Weak Ukraine gives some sort of glory to Putin’s accomplishments in Russia. It serves as a negative model for comparison to his Russia. Putin believes that by making Ukraine smaller, Russia looks greater. Deteriorating Ukraine justifies Putin’s management style and Russia’s need for a powerful, authoritarian and and iconic statesman. But during Putin’s 15 years in office has modern Russia really achieved progress: is it any less a kleptocracy then the Soviet Union? Is its population much wealthier or healthier? Russia’s population has dropped from 148.9 million in 1993 to 142.6 million in 2013.

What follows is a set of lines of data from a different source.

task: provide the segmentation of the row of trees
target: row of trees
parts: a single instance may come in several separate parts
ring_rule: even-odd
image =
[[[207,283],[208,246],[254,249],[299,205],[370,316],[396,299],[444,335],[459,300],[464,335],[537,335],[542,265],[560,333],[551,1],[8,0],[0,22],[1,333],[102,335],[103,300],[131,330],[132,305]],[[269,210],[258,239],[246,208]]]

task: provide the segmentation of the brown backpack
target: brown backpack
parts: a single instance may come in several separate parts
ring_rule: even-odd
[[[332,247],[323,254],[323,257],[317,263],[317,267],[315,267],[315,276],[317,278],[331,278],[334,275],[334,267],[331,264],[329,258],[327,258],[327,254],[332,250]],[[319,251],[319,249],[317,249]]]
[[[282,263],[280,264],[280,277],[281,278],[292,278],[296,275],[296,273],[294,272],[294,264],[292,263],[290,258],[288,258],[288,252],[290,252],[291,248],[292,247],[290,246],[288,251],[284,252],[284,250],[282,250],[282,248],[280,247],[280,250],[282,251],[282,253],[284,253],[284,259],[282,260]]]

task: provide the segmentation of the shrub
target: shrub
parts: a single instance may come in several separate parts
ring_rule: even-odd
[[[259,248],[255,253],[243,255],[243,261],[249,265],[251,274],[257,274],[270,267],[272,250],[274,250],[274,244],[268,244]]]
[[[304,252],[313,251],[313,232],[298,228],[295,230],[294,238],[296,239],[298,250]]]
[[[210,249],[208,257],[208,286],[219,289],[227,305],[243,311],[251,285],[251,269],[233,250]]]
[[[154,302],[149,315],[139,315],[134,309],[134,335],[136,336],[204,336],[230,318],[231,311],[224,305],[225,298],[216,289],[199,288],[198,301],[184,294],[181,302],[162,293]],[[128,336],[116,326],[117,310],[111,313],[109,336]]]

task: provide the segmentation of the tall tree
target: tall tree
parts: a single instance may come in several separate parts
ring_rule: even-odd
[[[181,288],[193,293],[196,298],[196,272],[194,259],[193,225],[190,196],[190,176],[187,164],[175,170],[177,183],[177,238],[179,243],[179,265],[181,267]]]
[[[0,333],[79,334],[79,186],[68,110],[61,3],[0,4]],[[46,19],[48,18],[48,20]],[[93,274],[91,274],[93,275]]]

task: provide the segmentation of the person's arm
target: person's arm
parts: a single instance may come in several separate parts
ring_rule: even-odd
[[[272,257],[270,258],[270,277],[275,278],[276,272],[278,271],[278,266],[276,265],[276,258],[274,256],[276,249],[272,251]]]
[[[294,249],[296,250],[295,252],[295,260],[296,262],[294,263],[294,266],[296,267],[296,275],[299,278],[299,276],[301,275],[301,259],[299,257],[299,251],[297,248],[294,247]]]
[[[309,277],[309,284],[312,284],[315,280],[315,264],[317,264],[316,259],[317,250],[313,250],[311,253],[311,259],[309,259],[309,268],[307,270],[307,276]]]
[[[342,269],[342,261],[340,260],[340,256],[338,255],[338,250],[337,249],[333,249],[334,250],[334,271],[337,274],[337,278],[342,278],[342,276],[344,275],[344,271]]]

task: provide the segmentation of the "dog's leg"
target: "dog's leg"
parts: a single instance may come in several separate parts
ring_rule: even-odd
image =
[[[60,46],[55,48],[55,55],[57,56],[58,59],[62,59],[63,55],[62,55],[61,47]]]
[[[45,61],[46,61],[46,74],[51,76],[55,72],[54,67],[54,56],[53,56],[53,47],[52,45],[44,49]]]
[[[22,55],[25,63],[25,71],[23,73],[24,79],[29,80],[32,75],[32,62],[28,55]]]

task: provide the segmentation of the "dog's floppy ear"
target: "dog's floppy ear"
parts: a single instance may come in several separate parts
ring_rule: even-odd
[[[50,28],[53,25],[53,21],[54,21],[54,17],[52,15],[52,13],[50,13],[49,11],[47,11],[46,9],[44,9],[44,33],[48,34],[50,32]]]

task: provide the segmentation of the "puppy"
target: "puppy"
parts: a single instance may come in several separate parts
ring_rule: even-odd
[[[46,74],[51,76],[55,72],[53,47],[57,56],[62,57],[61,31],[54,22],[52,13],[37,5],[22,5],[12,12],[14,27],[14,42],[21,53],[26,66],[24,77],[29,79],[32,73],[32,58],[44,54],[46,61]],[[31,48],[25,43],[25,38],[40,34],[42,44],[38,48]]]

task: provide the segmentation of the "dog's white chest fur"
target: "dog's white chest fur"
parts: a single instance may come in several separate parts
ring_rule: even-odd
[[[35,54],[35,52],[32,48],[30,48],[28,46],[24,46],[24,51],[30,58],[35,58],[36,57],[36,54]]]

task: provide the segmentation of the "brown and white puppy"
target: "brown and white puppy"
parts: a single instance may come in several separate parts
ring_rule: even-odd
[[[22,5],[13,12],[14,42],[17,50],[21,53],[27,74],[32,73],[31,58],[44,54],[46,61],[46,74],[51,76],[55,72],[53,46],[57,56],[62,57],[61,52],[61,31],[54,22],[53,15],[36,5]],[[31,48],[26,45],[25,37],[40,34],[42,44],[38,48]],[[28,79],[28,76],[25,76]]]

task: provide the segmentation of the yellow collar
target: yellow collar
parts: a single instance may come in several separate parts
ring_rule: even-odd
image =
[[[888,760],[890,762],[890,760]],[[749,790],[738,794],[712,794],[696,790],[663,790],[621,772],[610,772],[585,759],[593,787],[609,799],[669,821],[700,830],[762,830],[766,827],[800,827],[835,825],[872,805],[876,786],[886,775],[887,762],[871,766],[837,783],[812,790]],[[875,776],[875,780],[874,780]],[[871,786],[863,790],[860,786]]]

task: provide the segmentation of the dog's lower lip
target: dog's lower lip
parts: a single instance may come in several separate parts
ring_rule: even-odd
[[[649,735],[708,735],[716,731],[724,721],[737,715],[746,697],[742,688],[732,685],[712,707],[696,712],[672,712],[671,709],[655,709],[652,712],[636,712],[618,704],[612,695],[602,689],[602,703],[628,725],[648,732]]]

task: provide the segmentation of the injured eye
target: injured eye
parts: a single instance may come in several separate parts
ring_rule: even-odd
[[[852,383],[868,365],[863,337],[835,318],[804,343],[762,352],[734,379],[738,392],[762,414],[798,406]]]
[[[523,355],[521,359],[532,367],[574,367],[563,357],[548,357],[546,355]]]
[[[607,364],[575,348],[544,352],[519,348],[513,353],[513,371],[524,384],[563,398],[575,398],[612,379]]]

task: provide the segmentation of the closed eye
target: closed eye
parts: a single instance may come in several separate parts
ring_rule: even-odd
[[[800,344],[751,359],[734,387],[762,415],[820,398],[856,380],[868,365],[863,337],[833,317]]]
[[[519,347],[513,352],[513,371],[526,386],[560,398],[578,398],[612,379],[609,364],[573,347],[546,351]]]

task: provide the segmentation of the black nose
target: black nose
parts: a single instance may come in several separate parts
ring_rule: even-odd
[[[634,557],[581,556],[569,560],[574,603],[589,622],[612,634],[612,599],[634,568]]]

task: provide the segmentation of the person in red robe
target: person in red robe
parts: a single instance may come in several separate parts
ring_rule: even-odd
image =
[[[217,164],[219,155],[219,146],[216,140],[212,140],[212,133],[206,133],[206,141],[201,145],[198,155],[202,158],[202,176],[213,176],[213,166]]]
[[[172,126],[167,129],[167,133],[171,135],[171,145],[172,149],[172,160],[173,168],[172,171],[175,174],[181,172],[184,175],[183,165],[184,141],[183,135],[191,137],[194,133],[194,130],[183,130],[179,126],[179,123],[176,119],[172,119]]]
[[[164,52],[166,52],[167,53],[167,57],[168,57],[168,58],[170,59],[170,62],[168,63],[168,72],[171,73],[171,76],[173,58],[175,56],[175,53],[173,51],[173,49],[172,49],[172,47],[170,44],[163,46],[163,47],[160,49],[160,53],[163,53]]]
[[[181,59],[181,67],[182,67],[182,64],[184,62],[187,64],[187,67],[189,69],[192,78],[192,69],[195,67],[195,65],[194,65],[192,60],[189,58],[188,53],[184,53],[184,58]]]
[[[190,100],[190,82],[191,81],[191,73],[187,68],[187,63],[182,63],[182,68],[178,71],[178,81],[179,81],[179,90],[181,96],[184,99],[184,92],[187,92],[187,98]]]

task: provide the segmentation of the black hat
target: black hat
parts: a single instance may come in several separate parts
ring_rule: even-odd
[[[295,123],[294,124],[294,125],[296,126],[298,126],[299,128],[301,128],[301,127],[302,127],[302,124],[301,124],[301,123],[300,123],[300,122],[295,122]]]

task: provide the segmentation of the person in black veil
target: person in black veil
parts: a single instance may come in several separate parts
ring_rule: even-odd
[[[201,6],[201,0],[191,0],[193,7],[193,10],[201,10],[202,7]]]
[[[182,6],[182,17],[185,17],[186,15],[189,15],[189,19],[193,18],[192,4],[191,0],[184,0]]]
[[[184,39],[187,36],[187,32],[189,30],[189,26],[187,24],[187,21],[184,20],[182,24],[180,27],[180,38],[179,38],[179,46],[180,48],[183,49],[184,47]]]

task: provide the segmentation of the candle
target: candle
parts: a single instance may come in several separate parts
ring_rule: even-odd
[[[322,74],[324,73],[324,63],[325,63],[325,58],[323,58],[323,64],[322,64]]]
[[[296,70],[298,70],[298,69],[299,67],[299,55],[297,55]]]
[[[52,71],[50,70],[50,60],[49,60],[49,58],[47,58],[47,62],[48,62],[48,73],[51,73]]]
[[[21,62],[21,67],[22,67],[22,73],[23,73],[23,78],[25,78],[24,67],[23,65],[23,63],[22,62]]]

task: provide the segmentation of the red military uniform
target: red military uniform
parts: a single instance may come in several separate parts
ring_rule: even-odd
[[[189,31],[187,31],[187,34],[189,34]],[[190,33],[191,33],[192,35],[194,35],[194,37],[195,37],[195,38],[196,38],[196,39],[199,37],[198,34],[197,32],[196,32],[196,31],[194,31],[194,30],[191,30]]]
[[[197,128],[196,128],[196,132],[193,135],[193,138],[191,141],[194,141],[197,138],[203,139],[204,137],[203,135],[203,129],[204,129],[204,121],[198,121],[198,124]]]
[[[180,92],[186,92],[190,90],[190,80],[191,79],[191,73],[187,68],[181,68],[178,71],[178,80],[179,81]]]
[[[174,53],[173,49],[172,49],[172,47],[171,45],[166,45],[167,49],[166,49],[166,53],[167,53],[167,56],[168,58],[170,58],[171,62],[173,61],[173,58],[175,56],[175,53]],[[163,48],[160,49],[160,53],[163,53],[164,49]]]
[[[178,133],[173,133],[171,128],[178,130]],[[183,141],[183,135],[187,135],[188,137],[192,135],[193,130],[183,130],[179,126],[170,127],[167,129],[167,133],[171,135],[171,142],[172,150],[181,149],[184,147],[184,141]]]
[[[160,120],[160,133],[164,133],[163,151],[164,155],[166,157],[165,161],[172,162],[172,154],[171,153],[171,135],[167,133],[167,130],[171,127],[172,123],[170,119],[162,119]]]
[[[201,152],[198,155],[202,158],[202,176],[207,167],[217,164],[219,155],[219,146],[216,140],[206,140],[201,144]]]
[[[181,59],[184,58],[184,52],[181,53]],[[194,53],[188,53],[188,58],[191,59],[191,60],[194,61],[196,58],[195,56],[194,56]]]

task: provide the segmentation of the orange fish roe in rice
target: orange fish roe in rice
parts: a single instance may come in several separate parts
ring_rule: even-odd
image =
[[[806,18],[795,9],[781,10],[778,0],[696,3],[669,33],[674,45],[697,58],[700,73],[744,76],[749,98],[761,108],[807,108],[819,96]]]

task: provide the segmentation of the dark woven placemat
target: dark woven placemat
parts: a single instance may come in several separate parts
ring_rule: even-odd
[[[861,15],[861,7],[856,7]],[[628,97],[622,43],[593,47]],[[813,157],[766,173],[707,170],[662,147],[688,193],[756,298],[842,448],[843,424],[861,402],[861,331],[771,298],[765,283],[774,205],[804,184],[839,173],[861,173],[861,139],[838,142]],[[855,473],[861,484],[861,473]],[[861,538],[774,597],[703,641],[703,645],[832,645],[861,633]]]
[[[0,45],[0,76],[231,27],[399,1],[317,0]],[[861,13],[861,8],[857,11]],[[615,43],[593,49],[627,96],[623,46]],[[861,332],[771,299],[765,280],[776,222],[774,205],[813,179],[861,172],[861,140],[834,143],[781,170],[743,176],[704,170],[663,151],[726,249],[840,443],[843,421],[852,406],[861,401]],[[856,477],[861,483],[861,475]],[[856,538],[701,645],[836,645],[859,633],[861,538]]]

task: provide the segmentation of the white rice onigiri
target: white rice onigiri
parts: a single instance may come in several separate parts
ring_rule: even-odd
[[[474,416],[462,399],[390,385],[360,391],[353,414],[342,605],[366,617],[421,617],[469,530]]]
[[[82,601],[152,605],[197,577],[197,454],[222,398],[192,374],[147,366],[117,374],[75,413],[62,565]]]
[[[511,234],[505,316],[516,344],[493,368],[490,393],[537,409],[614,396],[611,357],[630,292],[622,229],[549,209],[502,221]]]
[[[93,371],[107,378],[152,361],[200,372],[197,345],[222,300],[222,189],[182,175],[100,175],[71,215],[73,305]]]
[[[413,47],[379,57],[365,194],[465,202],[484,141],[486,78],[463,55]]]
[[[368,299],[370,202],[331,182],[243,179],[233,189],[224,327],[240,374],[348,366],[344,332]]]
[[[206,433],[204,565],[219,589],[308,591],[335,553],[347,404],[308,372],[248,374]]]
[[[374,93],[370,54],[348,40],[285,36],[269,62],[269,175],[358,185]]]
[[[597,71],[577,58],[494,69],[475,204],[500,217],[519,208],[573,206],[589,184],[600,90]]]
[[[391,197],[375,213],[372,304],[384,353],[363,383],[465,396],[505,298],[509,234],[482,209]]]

True, people in Russia live somewhat better relative to the 1990s after the breakup of the Soviet Union. But this modest improvement is abominable when considering the lost opportunity, the degree of the living standard that normal Russians, not yesterday’s communist and chekist elite, could have had by now. The Kremlin is more interested in keeping the masses just satisfied enough to stay silent and obedient, allowing Putin’s clique their astronomical self-enrichment. Today this complacent clique is severing Russia’s ties with its formerly friendly neighbors and wrecking relations with the Euro Area, which, according to the World Bank, is Russia’s most important economic partner.

The cost of Putin’s conquest of Crimea is significant, but here are some of the benefits the Russian premier may be weighing. The situation in Crimea will divert the attention of the Russian people from domestic problems and dark economic prospects back at home. In Russia, it will occupy headlines for a couple of years. For some Russians Mr. Putin will appear as a national hero. A major avenue or square in Crimea will be named in Putin’s honor to celebrate Crimea’s reunification with its historic motherland. The unfolding crisis will serve as a military reality show to engross Putin’s electorate. Unfortunately, for those living in Crimea it will be a horror movie, a catastrophic reality.

The Kremlin can expand the rubble zone and add 1 million people to its population. Crimea’s gas and other raw materials and mineral resources will go to Russian companies. The Crimean population can become a source of cheap labor force to build dachas around Moscow, while new Russians will purchase the rest of the seashore in Crimea to build their fourth and fifth villas.

Putin will probably try to offer incentives for the Crimean population to resettle to the Russia’s Far East to counteract the demographic and economic influence from China there.

Russia might be able to build up forces and even set-up missile defense systems in its satellite regions to counterbalance the U.S. missile defense plans. Russia has already become uncontrollably dangerous. Since December 2007 it has suspended the CFE Treaty, disallowing data exchanges and inspections. Does the world really know the extent of Russian weaponry?

After Putin’s Crimean anschluss, he can continue to exert destabilizing pressure on Ukraine through the pro-Russian groups located here, as well as the Ukrainian Communists in order to impose federalization and neutrality on Ukraine. If this project succeeds then Ukraine’s integration as a whole into Western institutions will be impossible.

Russia, a multiethnic and multiconfessional state, has put Russian ethnic nationalism at the core of its foreign policy, which leaves many states vulnerable to the same interventionist arguments that we are now seeing at play in Ukraine. The secession of Crimea from Ukraine that is being orchestrated by Russia and its ‘unidentified armed men’ is a direct analogy to the Hitler’s annexation of Austria in 1938, which also involved a referendum. It is ironic that just like Hitler in 1936, Mr. Putin embarked upon the annexation of another state after hosting the 2014 Olympic Games. Hopefully Putin will remember that ‘”the important thing is not to win, but to take part.”

With international support, Ukraine, long-considered by some analysts as a centerpiece to completing modern-day Russian empire, could become a key to the unravelling of Putin’s regime. At the very least, Russian meddling could lead to an irreversible disillusionment with Putin’s foreign policy goals.